The problem is that legitimate political campaigns and indeed all good journalism use the techniques of framing, providing an interpretative context and putting individual events into a narrative pattern that gives them meaning. These techniques provide readers with an analysis and understanding of public events, but they are hard to distinguish from the techniques embedded in disinformation campaigns.

Pro-Chinese newspapers and Chinese Internet users are not lying when they point out that the Hong Kong protesters carry American flags, and adorn their material with Pepe the Frog, which has become an alt-right symbol in the U.S. It is not “provably false” that one of the protest leaders recently met with a U.S. diplomat and then published an op-ed in the New York Times calling on the world to support the demonstrators’ “crusade” for “freedom” from China, a “communist-cum-fascist regime.”

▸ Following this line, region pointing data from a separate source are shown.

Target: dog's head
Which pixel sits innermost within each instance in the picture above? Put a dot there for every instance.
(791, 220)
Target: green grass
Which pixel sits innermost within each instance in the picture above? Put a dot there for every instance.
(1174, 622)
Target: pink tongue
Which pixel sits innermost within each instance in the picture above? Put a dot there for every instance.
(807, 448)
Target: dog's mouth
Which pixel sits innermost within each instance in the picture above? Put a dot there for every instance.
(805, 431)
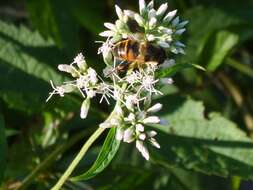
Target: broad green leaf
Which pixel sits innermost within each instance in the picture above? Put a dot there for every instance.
(24, 67)
(223, 44)
(107, 153)
(213, 146)
(202, 33)
(169, 72)
(53, 19)
(85, 10)
(2, 148)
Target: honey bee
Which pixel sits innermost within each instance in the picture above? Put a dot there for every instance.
(136, 54)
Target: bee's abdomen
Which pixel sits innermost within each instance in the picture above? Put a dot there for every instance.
(154, 53)
(126, 50)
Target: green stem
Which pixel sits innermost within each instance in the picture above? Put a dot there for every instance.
(78, 158)
(52, 157)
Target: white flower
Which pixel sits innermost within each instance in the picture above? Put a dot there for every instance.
(80, 61)
(162, 9)
(143, 150)
(155, 108)
(107, 33)
(139, 19)
(68, 69)
(129, 135)
(119, 12)
(142, 6)
(92, 74)
(85, 108)
(170, 16)
(110, 26)
(119, 133)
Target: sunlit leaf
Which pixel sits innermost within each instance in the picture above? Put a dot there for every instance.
(213, 146)
(2, 148)
(107, 153)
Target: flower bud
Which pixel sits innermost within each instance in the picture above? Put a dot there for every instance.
(170, 16)
(85, 108)
(119, 12)
(151, 120)
(162, 9)
(142, 6)
(139, 19)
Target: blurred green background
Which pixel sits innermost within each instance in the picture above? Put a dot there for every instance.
(38, 139)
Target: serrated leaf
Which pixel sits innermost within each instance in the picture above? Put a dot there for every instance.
(200, 41)
(24, 67)
(2, 148)
(223, 44)
(107, 153)
(213, 146)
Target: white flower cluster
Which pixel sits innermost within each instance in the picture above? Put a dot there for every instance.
(157, 26)
(135, 89)
(87, 82)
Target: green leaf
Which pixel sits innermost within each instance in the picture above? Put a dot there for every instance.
(200, 41)
(24, 67)
(169, 72)
(2, 148)
(85, 10)
(107, 153)
(213, 146)
(223, 44)
(56, 22)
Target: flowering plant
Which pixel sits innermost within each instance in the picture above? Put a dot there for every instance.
(133, 90)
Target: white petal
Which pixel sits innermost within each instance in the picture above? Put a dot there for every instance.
(170, 16)
(151, 13)
(119, 134)
(85, 108)
(129, 13)
(155, 143)
(105, 125)
(162, 9)
(152, 133)
(155, 108)
(139, 19)
(120, 25)
(119, 12)
(142, 136)
(175, 21)
(143, 150)
(152, 22)
(107, 33)
(129, 135)
(151, 120)
(140, 127)
(150, 5)
(110, 26)
(180, 31)
(142, 6)
(151, 37)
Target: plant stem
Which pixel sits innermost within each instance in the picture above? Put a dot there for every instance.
(78, 158)
(52, 157)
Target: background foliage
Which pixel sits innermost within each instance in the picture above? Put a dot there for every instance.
(208, 141)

Traditional media in the U.S. and Europe verified and published each and every one of these underlying stories. Chinese outlets and citizens are not making things up, but they are trying to use this constellation of facts to convince the world that the Hong Kong protests aim at separation from China and that the U.S. is behind them and is fanning the flames of discontent in Hong Kong to weaken and embarrass China.

Digital platforms need a content-neutral standard to identify disinformation campaigns

If social media platforms are to be justified in taking down Chinese-sourced material hostile to the Hong Kong protesters, it cannot be because of its content, which is a combination of factual material and political opinion that is hard to distinguish from a legitimate, but divergent, political campaign.

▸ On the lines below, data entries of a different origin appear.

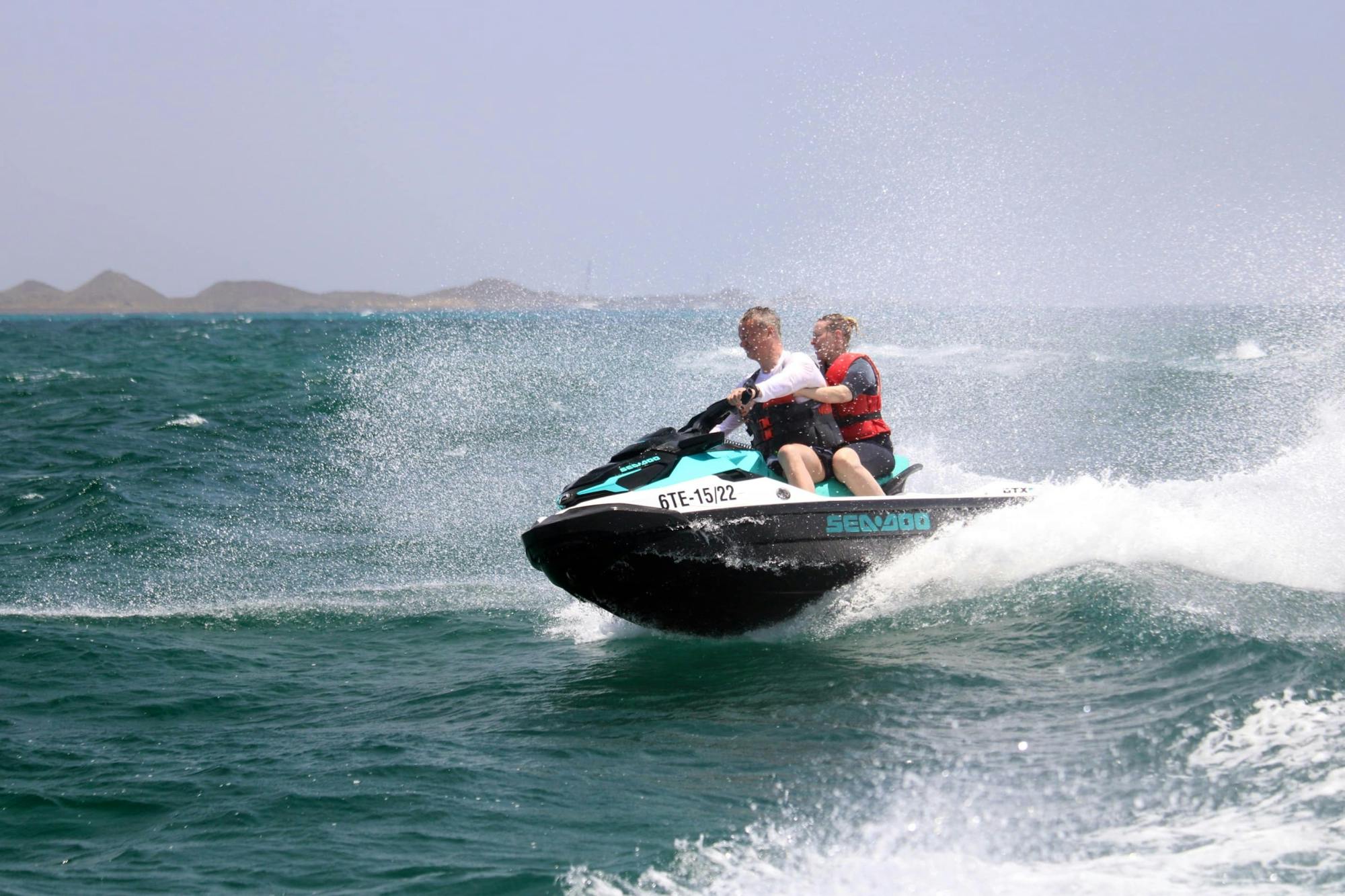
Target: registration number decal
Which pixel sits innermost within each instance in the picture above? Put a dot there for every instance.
(701, 497)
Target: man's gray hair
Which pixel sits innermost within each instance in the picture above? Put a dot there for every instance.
(763, 315)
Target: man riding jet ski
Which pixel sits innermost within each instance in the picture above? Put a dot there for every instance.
(684, 533)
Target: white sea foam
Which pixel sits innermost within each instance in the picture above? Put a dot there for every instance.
(1281, 524)
(941, 834)
(921, 356)
(44, 376)
(586, 623)
(391, 600)
(720, 360)
(1246, 350)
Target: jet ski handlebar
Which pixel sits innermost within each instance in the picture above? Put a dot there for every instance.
(708, 419)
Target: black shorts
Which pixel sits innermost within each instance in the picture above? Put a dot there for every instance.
(824, 455)
(875, 454)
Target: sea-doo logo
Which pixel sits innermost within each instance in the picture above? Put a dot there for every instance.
(642, 463)
(839, 524)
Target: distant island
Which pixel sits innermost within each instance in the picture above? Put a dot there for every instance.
(116, 294)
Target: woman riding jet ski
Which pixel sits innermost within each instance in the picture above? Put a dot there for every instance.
(684, 533)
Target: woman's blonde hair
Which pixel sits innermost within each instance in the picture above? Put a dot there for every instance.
(841, 323)
(763, 315)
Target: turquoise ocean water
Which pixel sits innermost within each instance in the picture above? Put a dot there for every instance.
(266, 622)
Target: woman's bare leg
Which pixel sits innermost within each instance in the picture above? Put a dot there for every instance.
(853, 475)
(802, 466)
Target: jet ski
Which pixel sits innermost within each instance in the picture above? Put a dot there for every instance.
(685, 533)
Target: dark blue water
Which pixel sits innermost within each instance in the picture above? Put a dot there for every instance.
(266, 622)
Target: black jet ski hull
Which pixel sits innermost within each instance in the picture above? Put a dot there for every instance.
(728, 571)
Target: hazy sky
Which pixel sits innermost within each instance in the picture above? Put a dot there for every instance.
(941, 151)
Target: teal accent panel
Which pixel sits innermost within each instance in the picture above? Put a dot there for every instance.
(716, 462)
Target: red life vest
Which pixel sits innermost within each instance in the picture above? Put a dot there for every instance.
(861, 417)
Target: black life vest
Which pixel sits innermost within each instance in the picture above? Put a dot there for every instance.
(861, 417)
(783, 421)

When Twitter and Facebook recently removed Chinese-based accounts that contained material critical of the Hong Kong protestors, it was partly on a behavioral bases – coordinated inauthentic activity – and partly because the people involved attempted to conceal their true identity. The social media investigators also said they found some indications that the Chinese government was involved in some official capacity. So, the stated basis for the removals was unrelated to content.

Facebook and other digital media seem committed to using a content-neutral basis for attacking disinformation campaigns. Facebook doesn’t focus on taking down fake news and instead targets information operations (“actions taken by governments or organized non-state actors to distort domestic or foreign political sentiment”) and “coordinated activity by inauthentic accounts with the intent of manipulating political discussion.” It aims to take down material and accounts “based on their behavior, not the content they posted.”

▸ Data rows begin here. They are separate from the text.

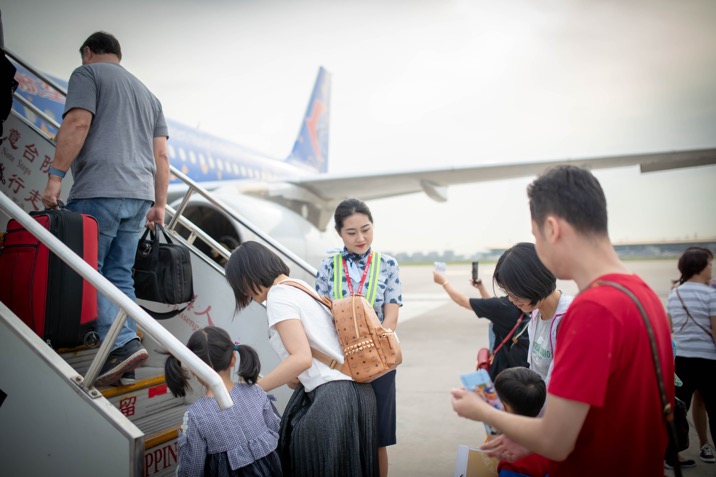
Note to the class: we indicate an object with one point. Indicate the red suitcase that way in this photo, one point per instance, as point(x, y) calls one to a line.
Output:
point(44, 291)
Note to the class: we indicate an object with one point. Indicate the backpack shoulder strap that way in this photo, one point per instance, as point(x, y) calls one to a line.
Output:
point(374, 276)
point(337, 277)
point(325, 301)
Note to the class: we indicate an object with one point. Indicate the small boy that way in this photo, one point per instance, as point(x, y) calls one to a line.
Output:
point(522, 391)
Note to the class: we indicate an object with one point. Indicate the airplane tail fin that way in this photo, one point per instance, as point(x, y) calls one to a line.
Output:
point(311, 146)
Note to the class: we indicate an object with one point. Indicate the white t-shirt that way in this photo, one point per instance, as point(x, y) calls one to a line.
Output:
point(289, 303)
point(549, 338)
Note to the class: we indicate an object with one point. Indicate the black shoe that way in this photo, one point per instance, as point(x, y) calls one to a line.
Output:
point(120, 361)
point(128, 378)
point(684, 464)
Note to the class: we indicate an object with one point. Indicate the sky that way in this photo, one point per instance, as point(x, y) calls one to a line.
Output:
point(431, 83)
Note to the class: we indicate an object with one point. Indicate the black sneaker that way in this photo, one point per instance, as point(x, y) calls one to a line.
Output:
point(684, 464)
point(128, 378)
point(120, 361)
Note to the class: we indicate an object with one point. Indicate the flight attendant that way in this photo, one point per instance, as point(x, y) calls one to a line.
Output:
point(358, 269)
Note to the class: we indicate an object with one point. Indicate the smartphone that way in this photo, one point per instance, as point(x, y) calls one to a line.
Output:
point(474, 271)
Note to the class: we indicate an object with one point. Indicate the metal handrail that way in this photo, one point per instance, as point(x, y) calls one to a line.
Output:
point(205, 373)
point(32, 70)
point(194, 187)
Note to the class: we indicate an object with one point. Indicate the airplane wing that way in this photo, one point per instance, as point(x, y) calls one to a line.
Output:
point(332, 188)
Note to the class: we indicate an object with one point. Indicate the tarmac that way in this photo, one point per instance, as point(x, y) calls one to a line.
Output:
point(439, 341)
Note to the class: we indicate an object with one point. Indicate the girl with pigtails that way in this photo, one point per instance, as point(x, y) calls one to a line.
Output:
point(237, 442)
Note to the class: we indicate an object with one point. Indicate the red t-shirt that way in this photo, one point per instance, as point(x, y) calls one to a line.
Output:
point(603, 358)
point(534, 465)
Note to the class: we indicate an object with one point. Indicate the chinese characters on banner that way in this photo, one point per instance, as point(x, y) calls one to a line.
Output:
point(25, 157)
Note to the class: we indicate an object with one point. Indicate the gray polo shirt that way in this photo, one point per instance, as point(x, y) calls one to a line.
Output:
point(117, 159)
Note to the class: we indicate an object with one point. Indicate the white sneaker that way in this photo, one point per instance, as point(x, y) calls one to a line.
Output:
point(707, 453)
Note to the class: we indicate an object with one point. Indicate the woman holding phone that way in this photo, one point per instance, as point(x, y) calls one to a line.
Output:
point(358, 269)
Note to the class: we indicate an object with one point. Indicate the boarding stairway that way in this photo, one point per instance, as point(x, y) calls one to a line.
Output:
point(63, 425)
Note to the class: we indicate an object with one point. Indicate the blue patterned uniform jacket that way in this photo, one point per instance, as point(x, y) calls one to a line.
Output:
point(246, 432)
point(388, 284)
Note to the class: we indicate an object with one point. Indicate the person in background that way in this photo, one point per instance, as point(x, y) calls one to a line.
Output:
point(508, 322)
point(239, 441)
point(691, 307)
point(361, 270)
point(603, 363)
point(329, 425)
point(522, 392)
point(533, 289)
point(114, 136)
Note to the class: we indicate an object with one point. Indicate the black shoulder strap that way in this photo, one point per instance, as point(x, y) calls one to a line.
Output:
point(667, 410)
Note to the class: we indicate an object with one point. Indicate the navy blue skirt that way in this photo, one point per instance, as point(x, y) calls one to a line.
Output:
point(217, 465)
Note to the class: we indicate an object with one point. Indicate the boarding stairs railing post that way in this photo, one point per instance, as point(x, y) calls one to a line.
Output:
point(128, 307)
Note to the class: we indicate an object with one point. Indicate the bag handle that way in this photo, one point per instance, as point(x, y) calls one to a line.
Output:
point(667, 410)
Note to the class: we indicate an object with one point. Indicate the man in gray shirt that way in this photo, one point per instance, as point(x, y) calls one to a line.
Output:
point(114, 137)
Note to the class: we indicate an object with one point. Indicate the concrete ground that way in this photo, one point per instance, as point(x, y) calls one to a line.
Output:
point(439, 341)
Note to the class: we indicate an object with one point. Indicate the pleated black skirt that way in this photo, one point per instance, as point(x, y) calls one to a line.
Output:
point(217, 465)
point(330, 431)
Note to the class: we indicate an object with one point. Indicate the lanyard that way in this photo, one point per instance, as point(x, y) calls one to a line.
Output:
point(362, 280)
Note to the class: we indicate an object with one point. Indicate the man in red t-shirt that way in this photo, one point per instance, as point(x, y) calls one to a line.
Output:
point(603, 411)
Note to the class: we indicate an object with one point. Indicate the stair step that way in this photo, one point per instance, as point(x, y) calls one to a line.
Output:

Another challenge for digital media is the perception of selective enforcement of neutral rules

Of course, there is always the possibility of selective enforcement of content-neutral rules against “coordinated inauthentic behavior.”  Loitering is a racially neutral offense, but if almost everyone arrested for it is from minority neighborhoods, it makes sense to wonder if the rule is being used as a tool in a racially motivated campaign. The perception of selective enforcement is a real danger for social media companies attempting to control disinformation campaigns.

If digital media companies take down accounts and material from the geo-political adversaries of the United States and not from others who use identical behavioral tricks of deception and inauthenticity, they risk being perceived as implementers of U.S. foreign policy rather than neutral platforms for speech and the discussion of public issues. Ironically, such a widespread misimpression of digital platforms as unduly influenced by the interests of the U.S. government would undermine their value as promoters and exemplifications of the values of openness and free expression.

The last thing social media need to become is the truth police, scouring their systems for signs of the “provably false.” The way forward is genuine neutrality in the administration of platform rules against disinformation campaigns. And sufficient transparency for outside experts and scholars to verify this content-neutral approach.